A subsequent post doc offer in Fort Collins was too good to pass up, and Sarah is now a landscape ecologist with the US Geological Survey at the Fort Collins Science Center in Colorado’s front range. She currently juggles her time between thinking about how to balance sage-grouse conservation, oil and gas development, and a myriad of other uses across the West for the Bureau of Land Management, and trying to sneak in time outdoors hiking, and very occasionally camping, with Andy and the kids in the many really cool natural areas in Colorado. Andy taught for several semesters at Colorado State University, among other very fun things such as coaching soccer, homeschooling the kids for 6 months to help soften the cross country move, and substitute teaching K-8. He currently does a lot of neat science related to water quality in the west as the monitoring program manager for a local non-profit (Big Thompson Watershed Forum), and somehow still finds time to coach soccer, teach limnology online at Green Mountain College, and cook some amazing fish for dinner!
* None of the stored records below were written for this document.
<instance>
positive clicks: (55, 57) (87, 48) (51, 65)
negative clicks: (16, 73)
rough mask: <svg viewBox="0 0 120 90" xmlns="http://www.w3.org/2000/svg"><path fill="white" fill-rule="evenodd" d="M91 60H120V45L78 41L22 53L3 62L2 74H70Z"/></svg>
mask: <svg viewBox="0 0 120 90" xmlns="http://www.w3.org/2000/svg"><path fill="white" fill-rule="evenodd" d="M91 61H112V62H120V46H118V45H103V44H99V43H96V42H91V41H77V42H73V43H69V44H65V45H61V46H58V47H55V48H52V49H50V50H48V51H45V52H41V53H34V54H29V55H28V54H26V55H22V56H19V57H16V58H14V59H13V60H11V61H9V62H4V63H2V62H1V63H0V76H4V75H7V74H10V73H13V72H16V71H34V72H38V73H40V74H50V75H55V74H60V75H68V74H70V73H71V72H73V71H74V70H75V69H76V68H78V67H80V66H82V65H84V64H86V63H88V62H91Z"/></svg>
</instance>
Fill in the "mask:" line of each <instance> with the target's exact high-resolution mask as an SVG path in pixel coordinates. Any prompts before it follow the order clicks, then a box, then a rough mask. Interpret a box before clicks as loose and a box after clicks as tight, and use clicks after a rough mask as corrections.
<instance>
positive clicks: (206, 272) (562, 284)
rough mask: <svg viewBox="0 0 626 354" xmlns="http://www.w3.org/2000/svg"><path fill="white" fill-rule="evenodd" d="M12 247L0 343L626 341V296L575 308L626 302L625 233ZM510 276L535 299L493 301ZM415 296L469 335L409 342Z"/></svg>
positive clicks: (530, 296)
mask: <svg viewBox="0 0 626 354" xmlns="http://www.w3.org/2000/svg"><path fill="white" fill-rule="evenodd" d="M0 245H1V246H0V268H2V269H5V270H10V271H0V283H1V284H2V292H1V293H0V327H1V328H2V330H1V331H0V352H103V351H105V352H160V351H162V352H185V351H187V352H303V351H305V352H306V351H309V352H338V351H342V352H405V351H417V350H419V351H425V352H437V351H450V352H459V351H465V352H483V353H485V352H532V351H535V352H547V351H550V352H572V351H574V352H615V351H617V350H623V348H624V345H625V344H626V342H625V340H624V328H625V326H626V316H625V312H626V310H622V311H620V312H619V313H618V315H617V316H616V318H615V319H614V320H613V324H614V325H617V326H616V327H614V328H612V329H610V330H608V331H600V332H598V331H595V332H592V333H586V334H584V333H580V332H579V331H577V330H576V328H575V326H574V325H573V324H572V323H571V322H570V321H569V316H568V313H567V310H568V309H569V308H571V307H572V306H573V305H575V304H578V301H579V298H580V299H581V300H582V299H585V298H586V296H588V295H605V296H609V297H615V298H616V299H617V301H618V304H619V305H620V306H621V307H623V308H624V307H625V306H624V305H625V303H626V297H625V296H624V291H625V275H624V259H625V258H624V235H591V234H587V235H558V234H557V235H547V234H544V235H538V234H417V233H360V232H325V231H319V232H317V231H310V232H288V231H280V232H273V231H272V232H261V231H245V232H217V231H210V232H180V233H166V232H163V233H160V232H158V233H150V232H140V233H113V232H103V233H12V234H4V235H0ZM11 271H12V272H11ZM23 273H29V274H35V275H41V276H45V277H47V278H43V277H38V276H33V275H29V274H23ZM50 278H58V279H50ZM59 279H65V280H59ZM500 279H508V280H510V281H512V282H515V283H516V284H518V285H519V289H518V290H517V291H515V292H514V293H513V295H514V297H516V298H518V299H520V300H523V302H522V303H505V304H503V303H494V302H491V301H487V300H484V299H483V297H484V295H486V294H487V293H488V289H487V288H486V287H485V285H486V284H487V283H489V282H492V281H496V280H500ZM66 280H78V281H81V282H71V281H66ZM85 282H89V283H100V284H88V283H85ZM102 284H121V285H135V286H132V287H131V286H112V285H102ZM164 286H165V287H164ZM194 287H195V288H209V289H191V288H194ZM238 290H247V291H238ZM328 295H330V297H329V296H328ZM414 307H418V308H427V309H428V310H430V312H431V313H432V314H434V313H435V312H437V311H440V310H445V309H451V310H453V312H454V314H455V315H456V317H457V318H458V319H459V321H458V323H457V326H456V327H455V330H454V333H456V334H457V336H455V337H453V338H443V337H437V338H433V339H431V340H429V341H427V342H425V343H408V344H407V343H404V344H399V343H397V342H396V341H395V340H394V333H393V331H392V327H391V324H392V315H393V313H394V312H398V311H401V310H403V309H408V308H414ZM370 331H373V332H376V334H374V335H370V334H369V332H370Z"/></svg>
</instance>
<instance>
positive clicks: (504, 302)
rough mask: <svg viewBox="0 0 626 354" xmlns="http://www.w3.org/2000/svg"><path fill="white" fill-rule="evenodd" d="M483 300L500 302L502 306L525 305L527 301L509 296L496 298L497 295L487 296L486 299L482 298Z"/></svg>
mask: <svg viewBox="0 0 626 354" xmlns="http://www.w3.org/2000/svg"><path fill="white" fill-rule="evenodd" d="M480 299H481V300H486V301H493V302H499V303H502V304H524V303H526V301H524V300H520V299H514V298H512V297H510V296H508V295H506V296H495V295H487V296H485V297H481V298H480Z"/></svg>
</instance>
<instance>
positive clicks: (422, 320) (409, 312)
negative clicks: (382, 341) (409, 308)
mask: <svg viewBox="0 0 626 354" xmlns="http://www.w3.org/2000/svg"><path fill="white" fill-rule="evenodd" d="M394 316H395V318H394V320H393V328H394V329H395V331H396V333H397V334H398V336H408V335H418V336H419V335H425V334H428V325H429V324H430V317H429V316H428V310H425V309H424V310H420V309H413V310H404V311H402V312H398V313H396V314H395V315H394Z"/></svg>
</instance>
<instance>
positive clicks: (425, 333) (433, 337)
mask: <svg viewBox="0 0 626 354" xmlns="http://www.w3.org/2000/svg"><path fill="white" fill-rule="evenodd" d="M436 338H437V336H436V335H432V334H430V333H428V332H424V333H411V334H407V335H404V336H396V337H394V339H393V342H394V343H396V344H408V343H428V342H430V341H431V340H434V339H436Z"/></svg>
It has been a crazy ride since they met at the School of Fisheries (now SAFS) – you really never know where the twists and turns of life are going to take you. SAFS, and our fantastic advisors, gave us the kind of science foundation that allowed us to be flexible in both location and topic in our subsequent adventures. We’re grateful for the fun times we had at SAFS and the amazing education we received there, including, of course, the stats course that started it all!